I need to thank Curt Nixon and Frank Carlisle for getting me to try building on a glass building board. It has proved to be a real epiphany and in suprising ways. I had ordered it from Curt earlier in the year, but living on an Island, I just had trouble getting to it. I had really decided I'd just set it in a corner for trimming balsa strips and monocoat for my RC planes. I already had 2 extremely flat building boards, one with a balsa wood surface and one in hard wood. I really could not figure out what good a board was that you couldn't put a pin into. My wing jig just didn't need any particular type of surface but I considered it might be useful with my alignment jig.
Tonight I began building on it for the first time. Frank explained you CA glue blocks on the glass for pinning to. Ok, now it was starting to make sense. The building plans can be be under the glass and not get killed. I cut a bunch of small blocks ahead of time and stable constuction was a snap. Ok, I could live with this. But then I began one of my most dreaded building steps... the cap strips. I know, whats tough about cap strips. Getting them perfectly flush to the surface at each end, that's what. I have struggled with sanding those damn things flush for over 40 years. Its always been a difficult place to finish for me. But I found a way to get them perfect with the glass board every time!

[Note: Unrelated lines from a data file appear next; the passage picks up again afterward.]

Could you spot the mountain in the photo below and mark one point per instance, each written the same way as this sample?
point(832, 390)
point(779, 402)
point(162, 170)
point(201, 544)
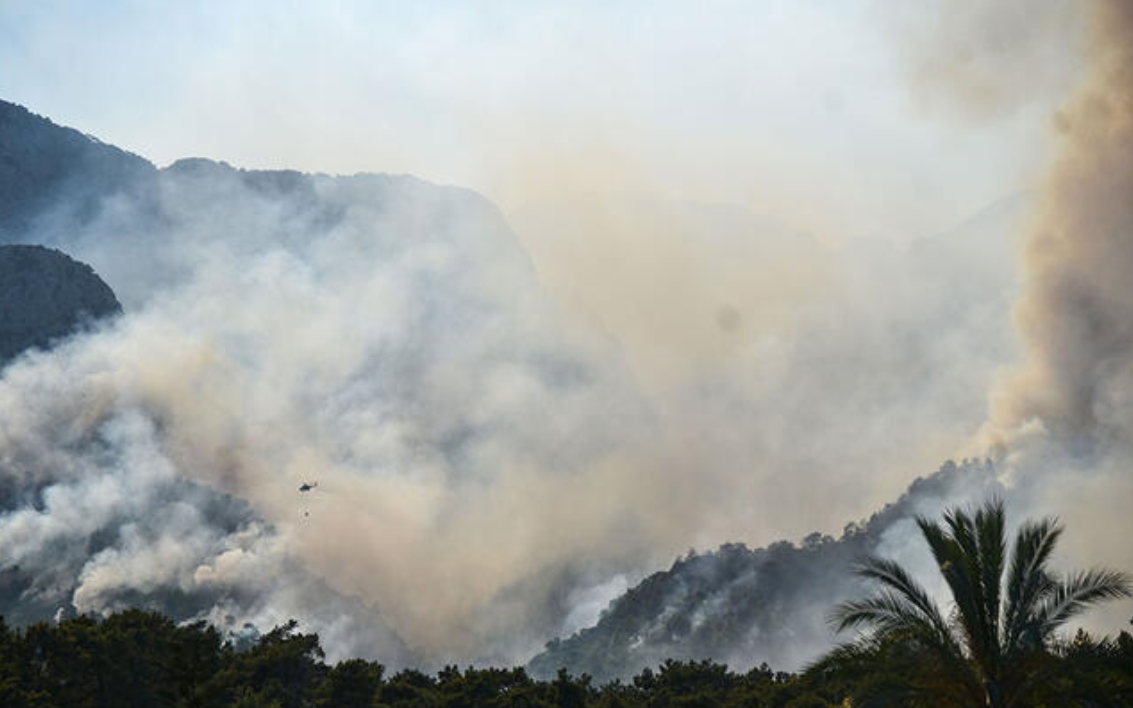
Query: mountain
point(375, 332)
point(44, 296)
point(742, 606)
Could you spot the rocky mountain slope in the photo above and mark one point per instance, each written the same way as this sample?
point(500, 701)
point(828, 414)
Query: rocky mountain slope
point(44, 296)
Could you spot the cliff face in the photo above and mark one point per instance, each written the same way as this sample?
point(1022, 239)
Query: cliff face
point(44, 296)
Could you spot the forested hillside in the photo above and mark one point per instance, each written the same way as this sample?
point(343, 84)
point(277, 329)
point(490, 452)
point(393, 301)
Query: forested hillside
point(135, 659)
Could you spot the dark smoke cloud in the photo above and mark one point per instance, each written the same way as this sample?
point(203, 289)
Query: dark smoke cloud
point(1076, 315)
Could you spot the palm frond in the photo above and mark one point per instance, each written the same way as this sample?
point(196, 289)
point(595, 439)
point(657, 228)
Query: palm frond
point(1075, 594)
point(1028, 580)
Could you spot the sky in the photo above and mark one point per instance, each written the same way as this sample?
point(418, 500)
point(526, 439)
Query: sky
point(785, 239)
point(773, 104)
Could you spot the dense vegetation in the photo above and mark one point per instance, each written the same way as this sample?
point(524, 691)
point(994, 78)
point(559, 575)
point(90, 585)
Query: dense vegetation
point(143, 659)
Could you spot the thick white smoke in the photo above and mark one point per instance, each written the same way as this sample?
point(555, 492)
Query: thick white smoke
point(499, 441)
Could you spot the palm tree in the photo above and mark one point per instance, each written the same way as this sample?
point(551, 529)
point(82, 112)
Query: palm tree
point(994, 648)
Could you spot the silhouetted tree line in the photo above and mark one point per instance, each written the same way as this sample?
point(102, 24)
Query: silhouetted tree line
point(143, 659)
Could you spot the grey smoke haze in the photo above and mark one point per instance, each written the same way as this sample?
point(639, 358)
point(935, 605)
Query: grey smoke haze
point(501, 436)
point(487, 463)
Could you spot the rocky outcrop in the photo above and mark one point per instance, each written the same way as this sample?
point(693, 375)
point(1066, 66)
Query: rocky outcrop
point(45, 296)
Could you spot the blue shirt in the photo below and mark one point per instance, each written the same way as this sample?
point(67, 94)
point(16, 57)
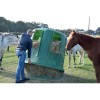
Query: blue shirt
point(25, 43)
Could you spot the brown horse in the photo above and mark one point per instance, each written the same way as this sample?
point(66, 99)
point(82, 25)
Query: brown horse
point(91, 45)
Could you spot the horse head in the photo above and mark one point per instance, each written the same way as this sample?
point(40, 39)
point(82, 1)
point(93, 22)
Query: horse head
point(72, 40)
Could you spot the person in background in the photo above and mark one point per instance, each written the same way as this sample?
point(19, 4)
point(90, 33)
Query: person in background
point(25, 43)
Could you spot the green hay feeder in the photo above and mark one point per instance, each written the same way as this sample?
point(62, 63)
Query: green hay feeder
point(48, 53)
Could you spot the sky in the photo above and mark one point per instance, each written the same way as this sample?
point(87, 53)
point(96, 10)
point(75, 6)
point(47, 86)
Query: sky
point(59, 14)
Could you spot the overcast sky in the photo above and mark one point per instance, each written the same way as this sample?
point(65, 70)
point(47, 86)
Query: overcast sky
point(60, 14)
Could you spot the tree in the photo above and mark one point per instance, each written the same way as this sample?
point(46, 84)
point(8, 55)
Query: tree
point(98, 31)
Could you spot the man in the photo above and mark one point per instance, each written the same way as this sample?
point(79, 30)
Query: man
point(25, 43)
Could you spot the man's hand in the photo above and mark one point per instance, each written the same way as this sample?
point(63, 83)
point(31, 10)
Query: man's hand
point(29, 61)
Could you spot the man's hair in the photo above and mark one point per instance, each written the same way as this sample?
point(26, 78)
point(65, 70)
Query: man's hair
point(29, 31)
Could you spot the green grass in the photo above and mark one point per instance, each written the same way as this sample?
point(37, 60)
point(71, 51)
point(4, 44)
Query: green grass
point(81, 74)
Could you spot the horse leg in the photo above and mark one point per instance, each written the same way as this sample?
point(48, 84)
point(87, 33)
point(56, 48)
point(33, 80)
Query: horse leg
point(69, 55)
point(0, 63)
point(74, 57)
point(97, 70)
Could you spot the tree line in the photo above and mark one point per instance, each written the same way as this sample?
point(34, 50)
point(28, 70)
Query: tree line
point(19, 26)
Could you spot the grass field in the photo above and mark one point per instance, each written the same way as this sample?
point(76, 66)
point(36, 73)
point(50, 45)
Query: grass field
point(81, 74)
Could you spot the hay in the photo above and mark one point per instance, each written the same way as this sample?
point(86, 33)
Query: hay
point(36, 70)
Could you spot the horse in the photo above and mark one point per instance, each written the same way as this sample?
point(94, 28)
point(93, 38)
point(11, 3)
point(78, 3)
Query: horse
point(77, 48)
point(90, 45)
point(5, 41)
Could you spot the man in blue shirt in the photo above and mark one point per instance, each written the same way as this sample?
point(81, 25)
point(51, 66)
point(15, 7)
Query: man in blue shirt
point(25, 43)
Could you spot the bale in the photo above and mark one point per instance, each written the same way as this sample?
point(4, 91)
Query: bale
point(37, 70)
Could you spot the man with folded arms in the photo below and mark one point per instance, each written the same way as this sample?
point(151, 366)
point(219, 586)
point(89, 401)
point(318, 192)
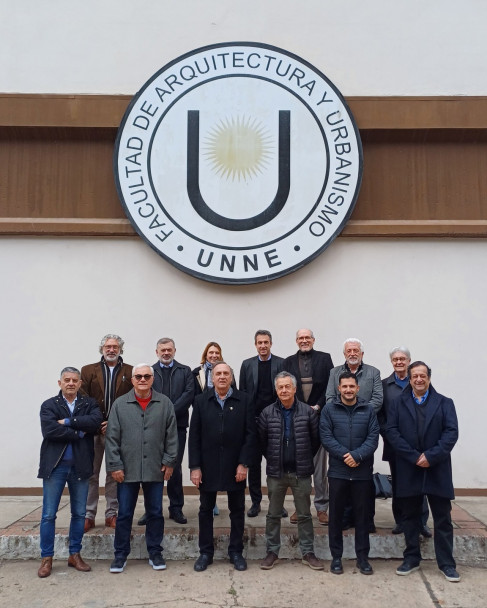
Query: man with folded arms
point(141, 450)
point(68, 422)
point(289, 439)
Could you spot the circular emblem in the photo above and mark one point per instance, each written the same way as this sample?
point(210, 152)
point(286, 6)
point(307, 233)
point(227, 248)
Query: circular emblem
point(238, 163)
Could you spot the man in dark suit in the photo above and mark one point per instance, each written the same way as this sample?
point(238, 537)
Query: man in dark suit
point(393, 386)
point(105, 381)
point(422, 428)
point(222, 440)
point(257, 380)
point(311, 368)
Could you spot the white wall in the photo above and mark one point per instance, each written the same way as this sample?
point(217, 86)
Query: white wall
point(373, 47)
point(61, 296)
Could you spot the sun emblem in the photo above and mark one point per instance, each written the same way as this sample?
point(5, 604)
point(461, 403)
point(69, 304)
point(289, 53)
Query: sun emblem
point(238, 148)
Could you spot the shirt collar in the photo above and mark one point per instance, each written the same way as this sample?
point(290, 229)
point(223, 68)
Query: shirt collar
point(221, 400)
point(168, 366)
point(422, 399)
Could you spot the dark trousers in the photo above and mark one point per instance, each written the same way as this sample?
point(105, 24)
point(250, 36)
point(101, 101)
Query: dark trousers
point(175, 484)
point(128, 493)
point(357, 493)
point(255, 480)
point(236, 506)
point(411, 509)
point(396, 510)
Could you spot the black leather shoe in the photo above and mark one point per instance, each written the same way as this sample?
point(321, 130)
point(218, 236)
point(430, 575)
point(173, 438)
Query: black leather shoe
point(238, 561)
point(364, 566)
point(178, 517)
point(254, 510)
point(202, 562)
point(336, 566)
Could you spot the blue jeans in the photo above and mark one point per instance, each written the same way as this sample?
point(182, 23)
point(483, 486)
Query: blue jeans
point(51, 496)
point(154, 530)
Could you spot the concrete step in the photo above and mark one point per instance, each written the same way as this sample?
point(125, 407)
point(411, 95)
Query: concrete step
point(20, 517)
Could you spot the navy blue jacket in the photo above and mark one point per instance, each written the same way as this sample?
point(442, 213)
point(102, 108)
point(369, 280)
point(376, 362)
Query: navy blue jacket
point(270, 428)
point(439, 436)
point(321, 367)
point(181, 389)
point(221, 439)
point(87, 417)
point(351, 429)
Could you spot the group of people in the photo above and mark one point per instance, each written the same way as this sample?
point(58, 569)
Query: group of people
point(308, 418)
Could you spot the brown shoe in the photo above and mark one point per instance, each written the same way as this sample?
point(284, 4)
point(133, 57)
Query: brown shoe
point(89, 523)
point(270, 560)
point(76, 561)
point(322, 517)
point(312, 561)
point(46, 567)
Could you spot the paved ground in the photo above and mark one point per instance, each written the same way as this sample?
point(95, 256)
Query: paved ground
point(288, 585)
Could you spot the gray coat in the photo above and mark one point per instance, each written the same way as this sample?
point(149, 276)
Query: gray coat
point(368, 378)
point(139, 442)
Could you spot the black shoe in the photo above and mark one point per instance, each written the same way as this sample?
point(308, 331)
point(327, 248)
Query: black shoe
point(157, 562)
point(238, 561)
point(254, 510)
point(364, 566)
point(178, 517)
point(451, 574)
point(336, 566)
point(143, 520)
point(406, 568)
point(118, 564)
point(202, 562)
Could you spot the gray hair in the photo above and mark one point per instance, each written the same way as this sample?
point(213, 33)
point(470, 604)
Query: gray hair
point(165, 341)
point(111, 337)
point(305, 329)
point(400, 349)
point(221, 363)
point(263, 332)
point(69, 370)
point(139, 365)
point(285, 375)
point(354, 341)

Cut the cap strip to length and angle. Put the cap strip on the glass and set the wing over it. Center the strip on the rib and use a drop of thin CA at one end of the rib while holding the wing down onto the trailing edge. Voila, its a dead perfect flush fit! Roll the wing so the front end of the cap strip is against the rib and the leading edge sheeting and add a drop of ca. Bang, a dead perfect flush fit! Then thin CA the rest of the cap strip to the rib and you are done. And the clean up of the board is just a wipe of a straight edge razor. At last a use for used up ones!
I'm feelin for ya Frank as you sand yourself to death on the twin, but I'm gonna be doing alot less sanding on those cap strips now. Thanks a bunch guys.